Biological objects are complex in the extreme: this is why the simple modelling method to test hypotheses that animal experimenters have imported from physics does not work in biomedical research.

Moreover, the differences between species will be greater and more difficult to compensate for exactly in those areas which interest animal researchers: this is the case, for example, of metabolic differences between species, which are centrally important in toxicological and teratological (effect on the fetus) investigations.

As one widely-used pharmacology text sums it up: "The lack of correlation between toxicity data in animals and adverse effects in humans is well known".

In short: different animal species are similar functionally but not causally, and that includes the human species. We tend to think they are similar because we only consider what is visible, ie the functions, not the underlying causal mechanisms.
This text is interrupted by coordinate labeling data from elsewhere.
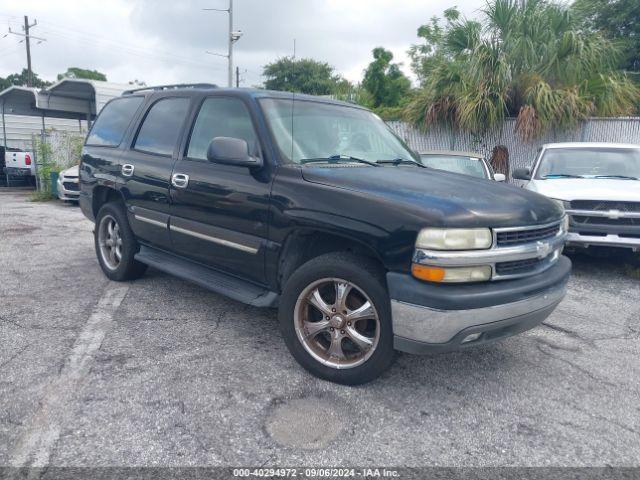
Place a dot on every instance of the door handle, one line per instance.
(180, 180)
(127, 170)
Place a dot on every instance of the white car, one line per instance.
(68, 185)
(599, 186)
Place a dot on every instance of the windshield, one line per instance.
(589, 163)
(306, 130)
(456, 163)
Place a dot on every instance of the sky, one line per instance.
(162, 41)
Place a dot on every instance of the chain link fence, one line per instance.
(521, 153)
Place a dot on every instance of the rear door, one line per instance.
(219, 215)
(146, 169)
Finally, the argument often used by animal experiments’ advocates, “It just works”, is subjected to such a potent critical analysis that it leaves it almost as naked as a tree in winter.

Partly, the authors here use an argument which is similar to the one explaining the post hoc, propter hoc fallacy used by Pietro Croce in his classical book Vivisection Or Science: A Choice To Make.

In a nutshell, simplified, it goes like this: how do we know that animal experimentation works?

Because, wait for this, after experimenting on animals, we then test the results of those animal experiments on humans!